CS777 Presentation - RREM Archit Sharma and Amur Ghose Analysis of the EM algorithm April 28, 2018
Introduction - EM’s general properties Expectation Maximization is a pervasively used algorithm in probabilistic ML for doing point estimation in presence of latent variables. The monotonicity guarantee comes from its minorization-maximization nature. However, EM suffers from the general intialization troubles of non-convex problems. ◮ Convergence proof for Generalized EM (GEM) has been know since Wu (1983), but only in case of an unimodal distributions ◮ Balakrishnan et al. (2014) show convergence to local maxima under much more general conditions ◮ Not much work on convergence of EM under noisy data Most “Robust EM” work is just robustness to initialization. We will qualitatively look at the hardness of doing EM, and also look at how to construct EM algorithms robust to noise (possibly adversarial).
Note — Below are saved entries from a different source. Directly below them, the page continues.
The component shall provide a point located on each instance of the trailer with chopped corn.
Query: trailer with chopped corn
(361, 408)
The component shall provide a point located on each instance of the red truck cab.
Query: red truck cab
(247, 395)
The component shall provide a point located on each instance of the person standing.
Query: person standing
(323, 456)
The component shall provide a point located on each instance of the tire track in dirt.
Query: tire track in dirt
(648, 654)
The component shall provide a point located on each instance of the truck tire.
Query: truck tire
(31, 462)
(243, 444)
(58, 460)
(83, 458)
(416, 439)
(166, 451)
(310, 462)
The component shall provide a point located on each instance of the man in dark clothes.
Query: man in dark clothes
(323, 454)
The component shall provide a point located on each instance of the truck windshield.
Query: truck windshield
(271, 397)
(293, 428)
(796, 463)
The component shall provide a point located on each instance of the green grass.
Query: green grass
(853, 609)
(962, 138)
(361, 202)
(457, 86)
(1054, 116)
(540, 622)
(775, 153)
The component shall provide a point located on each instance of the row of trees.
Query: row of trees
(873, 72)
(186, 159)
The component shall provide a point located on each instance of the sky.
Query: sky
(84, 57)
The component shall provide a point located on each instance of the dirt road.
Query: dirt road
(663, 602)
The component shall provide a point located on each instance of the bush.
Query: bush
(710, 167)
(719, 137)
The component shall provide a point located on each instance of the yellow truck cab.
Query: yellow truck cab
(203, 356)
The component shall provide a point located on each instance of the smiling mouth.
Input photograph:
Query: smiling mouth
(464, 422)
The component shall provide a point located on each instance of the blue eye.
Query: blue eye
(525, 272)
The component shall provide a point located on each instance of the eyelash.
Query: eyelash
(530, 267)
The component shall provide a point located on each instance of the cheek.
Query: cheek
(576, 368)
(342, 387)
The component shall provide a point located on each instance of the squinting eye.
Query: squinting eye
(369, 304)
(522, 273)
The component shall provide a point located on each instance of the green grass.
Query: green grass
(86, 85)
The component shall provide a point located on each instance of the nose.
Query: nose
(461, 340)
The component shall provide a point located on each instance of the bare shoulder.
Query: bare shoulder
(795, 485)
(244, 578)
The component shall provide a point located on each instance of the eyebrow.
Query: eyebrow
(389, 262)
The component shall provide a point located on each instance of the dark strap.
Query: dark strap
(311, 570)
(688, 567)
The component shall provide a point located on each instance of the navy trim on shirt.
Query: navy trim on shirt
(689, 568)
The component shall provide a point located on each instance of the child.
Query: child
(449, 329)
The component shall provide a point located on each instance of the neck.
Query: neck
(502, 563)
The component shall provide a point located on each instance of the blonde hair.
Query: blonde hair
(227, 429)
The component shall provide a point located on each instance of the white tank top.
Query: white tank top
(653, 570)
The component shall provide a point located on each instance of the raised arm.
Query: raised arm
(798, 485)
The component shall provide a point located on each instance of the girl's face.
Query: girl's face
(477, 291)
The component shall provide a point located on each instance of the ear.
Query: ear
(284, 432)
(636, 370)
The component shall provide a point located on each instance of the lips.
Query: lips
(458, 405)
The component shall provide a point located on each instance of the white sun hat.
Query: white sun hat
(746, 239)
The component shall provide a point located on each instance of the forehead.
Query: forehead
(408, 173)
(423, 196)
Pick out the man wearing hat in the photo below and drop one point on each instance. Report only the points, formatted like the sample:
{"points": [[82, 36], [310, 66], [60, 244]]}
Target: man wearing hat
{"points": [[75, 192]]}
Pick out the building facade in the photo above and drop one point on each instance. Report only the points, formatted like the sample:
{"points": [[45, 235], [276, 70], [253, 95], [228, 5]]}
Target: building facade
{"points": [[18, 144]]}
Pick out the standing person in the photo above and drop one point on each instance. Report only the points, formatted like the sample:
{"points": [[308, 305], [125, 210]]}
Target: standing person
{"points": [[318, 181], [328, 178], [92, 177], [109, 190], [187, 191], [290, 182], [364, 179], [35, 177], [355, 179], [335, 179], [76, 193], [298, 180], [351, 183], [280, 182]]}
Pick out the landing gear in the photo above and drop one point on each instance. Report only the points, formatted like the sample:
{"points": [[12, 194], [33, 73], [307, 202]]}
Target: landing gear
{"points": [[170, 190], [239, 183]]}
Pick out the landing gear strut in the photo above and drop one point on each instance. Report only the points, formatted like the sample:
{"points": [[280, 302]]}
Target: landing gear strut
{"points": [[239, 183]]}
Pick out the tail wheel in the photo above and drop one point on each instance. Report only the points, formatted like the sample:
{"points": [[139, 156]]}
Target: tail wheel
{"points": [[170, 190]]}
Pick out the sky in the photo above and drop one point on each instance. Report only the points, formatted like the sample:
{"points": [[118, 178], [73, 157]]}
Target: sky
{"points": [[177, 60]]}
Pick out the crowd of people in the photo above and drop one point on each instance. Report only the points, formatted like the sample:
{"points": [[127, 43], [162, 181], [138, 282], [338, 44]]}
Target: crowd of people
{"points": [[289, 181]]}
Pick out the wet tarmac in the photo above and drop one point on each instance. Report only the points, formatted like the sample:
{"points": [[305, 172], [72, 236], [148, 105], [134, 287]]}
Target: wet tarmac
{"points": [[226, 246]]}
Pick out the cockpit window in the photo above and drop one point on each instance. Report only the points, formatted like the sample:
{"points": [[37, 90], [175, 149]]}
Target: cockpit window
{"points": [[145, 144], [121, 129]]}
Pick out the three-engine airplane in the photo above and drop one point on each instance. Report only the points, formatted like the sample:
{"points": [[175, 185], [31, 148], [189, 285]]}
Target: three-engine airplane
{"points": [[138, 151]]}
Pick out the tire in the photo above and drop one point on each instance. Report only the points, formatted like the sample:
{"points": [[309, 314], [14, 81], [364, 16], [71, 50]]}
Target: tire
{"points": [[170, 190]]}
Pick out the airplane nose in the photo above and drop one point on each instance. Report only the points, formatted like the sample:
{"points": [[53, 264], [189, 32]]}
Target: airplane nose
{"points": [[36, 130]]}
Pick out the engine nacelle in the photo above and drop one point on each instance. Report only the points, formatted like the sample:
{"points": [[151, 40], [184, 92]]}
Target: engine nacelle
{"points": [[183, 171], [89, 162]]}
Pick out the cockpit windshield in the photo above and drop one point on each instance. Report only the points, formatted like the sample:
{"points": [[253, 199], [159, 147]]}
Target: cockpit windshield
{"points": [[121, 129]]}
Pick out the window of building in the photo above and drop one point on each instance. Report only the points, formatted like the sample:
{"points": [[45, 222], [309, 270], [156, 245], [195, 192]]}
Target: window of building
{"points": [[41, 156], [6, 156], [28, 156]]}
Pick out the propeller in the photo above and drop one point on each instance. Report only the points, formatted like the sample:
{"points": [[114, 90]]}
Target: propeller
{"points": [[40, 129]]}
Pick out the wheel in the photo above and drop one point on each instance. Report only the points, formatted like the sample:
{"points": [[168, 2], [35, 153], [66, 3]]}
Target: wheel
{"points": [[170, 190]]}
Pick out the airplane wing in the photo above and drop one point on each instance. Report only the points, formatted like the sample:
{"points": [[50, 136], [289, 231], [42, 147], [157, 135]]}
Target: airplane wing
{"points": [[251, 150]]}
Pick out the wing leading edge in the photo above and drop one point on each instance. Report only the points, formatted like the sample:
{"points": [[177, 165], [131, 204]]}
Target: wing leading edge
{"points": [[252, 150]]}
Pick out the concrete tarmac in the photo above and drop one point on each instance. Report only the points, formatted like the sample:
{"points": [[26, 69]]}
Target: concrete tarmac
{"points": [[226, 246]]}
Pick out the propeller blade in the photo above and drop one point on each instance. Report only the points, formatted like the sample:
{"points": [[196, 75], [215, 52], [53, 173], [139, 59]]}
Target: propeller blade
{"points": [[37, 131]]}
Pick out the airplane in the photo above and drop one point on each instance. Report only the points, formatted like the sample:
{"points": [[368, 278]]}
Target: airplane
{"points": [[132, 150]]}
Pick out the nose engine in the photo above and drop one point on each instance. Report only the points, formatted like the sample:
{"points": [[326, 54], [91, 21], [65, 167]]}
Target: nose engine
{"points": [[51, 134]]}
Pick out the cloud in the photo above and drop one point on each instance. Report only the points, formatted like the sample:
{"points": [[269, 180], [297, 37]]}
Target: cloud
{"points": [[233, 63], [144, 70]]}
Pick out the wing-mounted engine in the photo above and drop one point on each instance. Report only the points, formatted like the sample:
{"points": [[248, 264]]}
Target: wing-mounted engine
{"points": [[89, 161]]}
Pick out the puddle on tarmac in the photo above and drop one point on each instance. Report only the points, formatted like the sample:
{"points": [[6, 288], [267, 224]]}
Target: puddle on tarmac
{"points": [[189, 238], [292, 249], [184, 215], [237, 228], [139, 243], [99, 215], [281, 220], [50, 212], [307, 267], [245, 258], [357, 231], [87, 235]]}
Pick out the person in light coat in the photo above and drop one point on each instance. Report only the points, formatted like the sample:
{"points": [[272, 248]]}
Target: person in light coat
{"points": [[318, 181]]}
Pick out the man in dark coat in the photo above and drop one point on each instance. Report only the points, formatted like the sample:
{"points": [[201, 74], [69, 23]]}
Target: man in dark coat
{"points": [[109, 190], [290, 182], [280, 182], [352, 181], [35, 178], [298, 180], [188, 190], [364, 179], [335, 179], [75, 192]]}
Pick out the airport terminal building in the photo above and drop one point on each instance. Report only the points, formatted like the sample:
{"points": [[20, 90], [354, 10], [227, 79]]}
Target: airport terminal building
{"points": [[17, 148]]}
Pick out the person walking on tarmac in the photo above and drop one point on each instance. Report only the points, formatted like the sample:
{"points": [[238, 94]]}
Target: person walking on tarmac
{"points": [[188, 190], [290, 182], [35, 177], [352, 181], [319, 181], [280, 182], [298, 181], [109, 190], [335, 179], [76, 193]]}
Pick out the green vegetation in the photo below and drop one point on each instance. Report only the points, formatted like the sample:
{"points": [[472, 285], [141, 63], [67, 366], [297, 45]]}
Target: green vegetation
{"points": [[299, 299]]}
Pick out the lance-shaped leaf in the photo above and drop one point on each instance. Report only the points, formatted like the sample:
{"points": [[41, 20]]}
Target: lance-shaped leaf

Adversarial EM - a difficult task To demonstrate how difficult adversarial EM is, we consider the case of recovering a mixture of Gaussians in one dimension. Assume that the generating Gaussians have zero variance (the support of the distribution is still R ). Suppose, we generate N points generated (with an unknown apriori distribution). We hand them over to an adversary who can change m points, and we wish to recover at least L clusters accurately. Since the variance is zero, recovering a cluster is equivalent to finding its centroid.
A simple algorithm ◮ Sort clusters by frequency. ◮ Choose top K clusters.
The case of L=K Consider doing the above for L = K , and suppose that cluster i was generated with c i points. If the smallest cluster had size c ′ , the adversary would need c ′ / 2 (in the worst case where our algorithm chooses the adversarially generated cluster) points to throw off our clustering by at least one cluster, and we would not be able to do anything about it. This already is very prohibitive.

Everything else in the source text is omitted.